Data privacy laws require encryption and, in some cases, transforming the original data to “protected data” before it’s released to external parties. But for researchers like Matthew Schneider, PhD, an assistant professor of Decision Sciences and Management Information Systems at Drexel University’s LeBow College of Business, this isn’t adequate.
“Encryption definitely helps, but it does not prevent a data breach,” he said. “It’s similar to safeguarding your email password. An internal actor with access to the encryption key could easily cause a data breach. It’s more conservative from a risk perspective to assume that all data will eventually get out and should be transformed prior to sharing anywhere within the organization.”
In a recent paper published in the Journal of Marketing Analytics, Schneider and Dawn Iacobucci, PhD, of Vanderbilt University, proposed a new methodology that permanently alters survey datasets to protect consumers’ privacy — when data is shared — while still preserving a level of reasonable accuracy for these datasets.
According to the authors, survey data is often held within organizations and used for purposes beyond the original reason for collecting the data. “Databases and customer information have become a contemporary asset that makes one business attractive to another when forging alliances,” Schneider said. “Even firms with high standards of data security can find it challenging to protect the privacy of consumer data.”
Another less common, but all-too-real, threat, according to the authors, are cases where employees have illegally taken data from their former companies to a position with a new employer — for reasons ranging from gaining a favorable impression with the new company, to harming the old company, to even having to provide the data as a condition of the job offer.
For Schneider, the solution to fulfilling data privacy promises turns out to be a technological one.
“Survey data are increasingly used for respondent-level analytics, such as in linkage to other proprietary datasets, and promises of privacy may not be guaranteed in the myriad of subsequent uses of the data,” said Schneider. “Confidentiality does not guarantee anonymity. It takes about three or four carefully posed questions in a survey to uniquely identify anyone.”
In the paper, the authors analyzed a survey data set that was collected in 2015 by the city of Austin, Texas and released to the public following an Open Data movement.

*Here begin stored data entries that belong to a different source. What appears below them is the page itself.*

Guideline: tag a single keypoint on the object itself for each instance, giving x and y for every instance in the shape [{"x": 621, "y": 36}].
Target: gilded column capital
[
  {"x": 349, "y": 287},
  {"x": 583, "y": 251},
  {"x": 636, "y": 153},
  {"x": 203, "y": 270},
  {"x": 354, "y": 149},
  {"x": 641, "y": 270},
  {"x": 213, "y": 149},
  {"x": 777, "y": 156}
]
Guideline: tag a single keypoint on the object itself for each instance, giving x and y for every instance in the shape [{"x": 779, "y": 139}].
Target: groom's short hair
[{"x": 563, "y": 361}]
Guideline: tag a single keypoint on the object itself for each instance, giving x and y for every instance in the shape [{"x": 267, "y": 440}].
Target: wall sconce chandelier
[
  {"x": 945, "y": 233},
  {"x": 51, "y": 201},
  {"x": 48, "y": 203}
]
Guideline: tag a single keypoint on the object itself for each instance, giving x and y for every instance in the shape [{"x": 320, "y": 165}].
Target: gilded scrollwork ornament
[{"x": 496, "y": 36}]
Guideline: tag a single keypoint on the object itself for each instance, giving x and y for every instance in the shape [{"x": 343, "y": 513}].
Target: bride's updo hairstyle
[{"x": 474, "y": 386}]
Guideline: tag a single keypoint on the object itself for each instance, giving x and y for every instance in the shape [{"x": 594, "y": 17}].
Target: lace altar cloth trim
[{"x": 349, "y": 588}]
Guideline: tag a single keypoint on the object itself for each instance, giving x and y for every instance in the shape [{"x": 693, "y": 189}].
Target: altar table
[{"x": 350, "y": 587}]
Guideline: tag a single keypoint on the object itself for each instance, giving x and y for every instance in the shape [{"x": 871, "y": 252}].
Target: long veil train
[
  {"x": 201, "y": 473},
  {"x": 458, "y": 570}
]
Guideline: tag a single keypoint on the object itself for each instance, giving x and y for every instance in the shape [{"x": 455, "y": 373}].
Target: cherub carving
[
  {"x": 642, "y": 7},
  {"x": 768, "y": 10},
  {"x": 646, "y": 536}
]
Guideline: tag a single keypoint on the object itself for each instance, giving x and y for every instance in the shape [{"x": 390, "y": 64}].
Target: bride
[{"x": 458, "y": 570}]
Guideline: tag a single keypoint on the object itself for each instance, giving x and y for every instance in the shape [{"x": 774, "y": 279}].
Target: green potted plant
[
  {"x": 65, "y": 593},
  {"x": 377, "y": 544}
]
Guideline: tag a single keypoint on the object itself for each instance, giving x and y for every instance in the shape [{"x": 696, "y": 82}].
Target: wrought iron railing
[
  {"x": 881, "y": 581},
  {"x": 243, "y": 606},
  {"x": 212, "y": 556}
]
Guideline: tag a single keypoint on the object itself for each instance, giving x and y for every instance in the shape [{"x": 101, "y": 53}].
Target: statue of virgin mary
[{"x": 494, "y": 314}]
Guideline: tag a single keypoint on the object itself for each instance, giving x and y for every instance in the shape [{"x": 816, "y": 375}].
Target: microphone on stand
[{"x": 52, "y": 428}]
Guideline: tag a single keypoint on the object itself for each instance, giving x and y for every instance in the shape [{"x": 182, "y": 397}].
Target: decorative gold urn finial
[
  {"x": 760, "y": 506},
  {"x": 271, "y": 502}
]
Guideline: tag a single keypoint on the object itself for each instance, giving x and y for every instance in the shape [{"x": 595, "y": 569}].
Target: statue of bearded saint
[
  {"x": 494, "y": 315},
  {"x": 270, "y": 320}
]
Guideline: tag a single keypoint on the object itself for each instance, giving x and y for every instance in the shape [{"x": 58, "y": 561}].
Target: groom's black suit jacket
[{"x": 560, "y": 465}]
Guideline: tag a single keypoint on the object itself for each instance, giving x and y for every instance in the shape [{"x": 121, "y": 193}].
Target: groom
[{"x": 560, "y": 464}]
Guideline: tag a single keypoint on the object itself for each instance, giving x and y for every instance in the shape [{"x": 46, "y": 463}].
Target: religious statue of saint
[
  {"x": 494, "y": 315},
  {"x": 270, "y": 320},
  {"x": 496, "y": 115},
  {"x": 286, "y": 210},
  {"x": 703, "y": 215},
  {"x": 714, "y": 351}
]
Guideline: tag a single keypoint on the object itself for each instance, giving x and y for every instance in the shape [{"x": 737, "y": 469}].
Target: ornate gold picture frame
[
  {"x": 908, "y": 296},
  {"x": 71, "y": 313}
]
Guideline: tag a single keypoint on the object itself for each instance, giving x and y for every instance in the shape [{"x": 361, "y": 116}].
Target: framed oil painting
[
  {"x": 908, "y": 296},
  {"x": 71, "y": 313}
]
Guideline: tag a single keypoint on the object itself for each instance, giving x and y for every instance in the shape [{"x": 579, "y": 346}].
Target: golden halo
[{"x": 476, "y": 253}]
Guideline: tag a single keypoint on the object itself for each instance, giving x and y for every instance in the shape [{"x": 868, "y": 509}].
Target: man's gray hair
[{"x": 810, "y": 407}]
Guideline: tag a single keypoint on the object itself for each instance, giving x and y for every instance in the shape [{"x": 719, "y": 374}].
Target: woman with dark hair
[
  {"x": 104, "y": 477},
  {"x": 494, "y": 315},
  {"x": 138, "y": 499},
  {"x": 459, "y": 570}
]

Other cities have similar movements, including New York and Philadelphia.
“There are lots of privacy risks in Open Data since they don’t do privacy as well as the federal government that has the large budget and resources to hire statisticians, economists or computer scientists to address this technological problem,” said Schneider. “Protection often depends on how the data is used.”

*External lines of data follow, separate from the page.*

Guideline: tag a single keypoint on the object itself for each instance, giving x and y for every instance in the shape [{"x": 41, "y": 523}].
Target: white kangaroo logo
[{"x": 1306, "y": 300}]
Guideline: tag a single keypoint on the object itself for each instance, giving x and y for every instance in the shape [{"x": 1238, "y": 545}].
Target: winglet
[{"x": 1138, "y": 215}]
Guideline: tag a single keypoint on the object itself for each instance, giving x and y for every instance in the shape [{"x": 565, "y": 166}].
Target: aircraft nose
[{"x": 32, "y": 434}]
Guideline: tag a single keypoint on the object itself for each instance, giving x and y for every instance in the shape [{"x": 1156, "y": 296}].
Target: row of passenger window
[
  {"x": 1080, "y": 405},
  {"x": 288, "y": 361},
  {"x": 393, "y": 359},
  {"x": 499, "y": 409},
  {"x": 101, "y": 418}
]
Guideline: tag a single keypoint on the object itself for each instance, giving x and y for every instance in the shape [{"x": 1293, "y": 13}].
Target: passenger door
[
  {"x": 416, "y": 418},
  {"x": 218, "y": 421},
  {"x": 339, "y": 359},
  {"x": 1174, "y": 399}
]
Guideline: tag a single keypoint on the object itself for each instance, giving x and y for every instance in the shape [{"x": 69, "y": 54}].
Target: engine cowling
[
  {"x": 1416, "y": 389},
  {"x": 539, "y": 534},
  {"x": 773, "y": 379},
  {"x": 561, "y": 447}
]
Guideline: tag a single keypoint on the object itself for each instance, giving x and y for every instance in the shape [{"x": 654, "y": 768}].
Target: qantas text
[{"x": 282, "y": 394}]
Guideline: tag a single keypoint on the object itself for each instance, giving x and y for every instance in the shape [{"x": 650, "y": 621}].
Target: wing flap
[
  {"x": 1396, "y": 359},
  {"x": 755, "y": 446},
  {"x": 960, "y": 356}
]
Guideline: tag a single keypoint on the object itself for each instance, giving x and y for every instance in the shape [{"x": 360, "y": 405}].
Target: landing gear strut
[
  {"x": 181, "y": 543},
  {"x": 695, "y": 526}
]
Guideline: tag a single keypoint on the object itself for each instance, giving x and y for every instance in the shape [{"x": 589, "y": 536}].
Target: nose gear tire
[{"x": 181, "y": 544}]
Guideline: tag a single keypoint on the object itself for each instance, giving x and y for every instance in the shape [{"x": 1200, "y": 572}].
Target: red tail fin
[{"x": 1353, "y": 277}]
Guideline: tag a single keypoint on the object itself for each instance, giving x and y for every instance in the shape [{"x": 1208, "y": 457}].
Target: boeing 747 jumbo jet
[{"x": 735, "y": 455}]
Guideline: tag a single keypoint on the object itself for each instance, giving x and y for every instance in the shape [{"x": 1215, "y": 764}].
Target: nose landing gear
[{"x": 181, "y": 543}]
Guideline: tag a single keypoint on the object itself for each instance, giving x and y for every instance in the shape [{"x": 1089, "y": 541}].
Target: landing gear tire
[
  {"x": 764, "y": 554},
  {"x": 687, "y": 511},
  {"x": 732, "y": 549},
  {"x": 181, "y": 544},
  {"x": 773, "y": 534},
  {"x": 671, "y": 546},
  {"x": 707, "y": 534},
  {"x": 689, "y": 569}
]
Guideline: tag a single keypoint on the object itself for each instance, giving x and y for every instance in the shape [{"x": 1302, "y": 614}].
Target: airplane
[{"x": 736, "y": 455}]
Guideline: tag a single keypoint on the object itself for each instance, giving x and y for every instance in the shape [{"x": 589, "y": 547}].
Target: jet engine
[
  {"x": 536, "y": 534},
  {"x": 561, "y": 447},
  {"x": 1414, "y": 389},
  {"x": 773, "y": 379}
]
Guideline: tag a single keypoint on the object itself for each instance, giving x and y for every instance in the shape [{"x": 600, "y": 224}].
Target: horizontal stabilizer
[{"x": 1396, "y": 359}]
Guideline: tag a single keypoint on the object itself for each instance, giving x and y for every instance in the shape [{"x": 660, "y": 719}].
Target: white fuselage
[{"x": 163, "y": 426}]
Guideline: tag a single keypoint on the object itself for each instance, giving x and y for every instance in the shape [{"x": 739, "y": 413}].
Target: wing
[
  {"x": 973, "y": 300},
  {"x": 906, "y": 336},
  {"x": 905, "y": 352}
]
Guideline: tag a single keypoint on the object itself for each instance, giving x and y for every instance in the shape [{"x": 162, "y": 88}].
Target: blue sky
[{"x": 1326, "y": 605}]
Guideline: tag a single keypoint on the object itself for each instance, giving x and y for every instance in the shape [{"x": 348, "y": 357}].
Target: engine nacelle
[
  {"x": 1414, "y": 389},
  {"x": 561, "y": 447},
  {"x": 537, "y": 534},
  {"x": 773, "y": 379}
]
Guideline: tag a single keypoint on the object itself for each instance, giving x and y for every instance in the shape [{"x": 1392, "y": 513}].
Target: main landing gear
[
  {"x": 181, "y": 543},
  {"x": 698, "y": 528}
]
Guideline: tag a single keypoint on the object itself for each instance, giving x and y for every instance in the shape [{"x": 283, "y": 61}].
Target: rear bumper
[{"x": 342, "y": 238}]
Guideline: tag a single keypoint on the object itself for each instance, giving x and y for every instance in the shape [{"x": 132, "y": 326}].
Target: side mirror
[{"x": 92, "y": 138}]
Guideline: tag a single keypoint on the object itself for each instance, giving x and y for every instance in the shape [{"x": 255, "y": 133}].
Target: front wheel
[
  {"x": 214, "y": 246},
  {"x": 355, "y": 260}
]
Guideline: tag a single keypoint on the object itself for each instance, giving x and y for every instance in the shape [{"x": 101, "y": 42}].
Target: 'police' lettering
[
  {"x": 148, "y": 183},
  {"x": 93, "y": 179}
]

The city of Austin administered a survey to 2,614 Asian Americans living in the city to explore the health and service needs of one of the city’s fastest growing populations aiming to create higher levels of community engagement, policies and to identify resources to address the needs of the Asian American community. Officials in Austin posted their data sets, as required, to make them readily available for users.
In one survey dataset, each respondent was asked their ethnic origin, which had 32 categories; age, which had 77 categories; zip code, which had 61 categories; and gender.
“Nearly everyone is identifiable with these four variables — some more so than others,” said Schneider. “Once you identify them, this survey revealed other sensitive responses such as employment status, religious affiliation, household income, housing affordability and many attitudinal questions. “
Similarly, New York City experienced an Open Data problem with the New York City Taxi and Limousine Commission where 124 million driving routes could be traced to a driver’s home address.
One major challenge when considering methodologies to alter participant data effectively is to do this in a way that doesn’t greatly change the accuracy of the survey results. The methodology proposed by the authors, was built upon a technique found in genomic sequencing applications that was able to disguise the identity of consumers while maintaining the accuracy of insights within 5%.
“Our method would essentially ‘shuffle’ the demographic data in a survey dataset,” said Schneider. “But, unlike previous methods, ours only shuffles data when it maintains the correlations between important variables that are essential to analysts. The protected data is simulated on a consumer level but still valuable to the end user. If this dataset got out, then only the organization’s insights would be known.”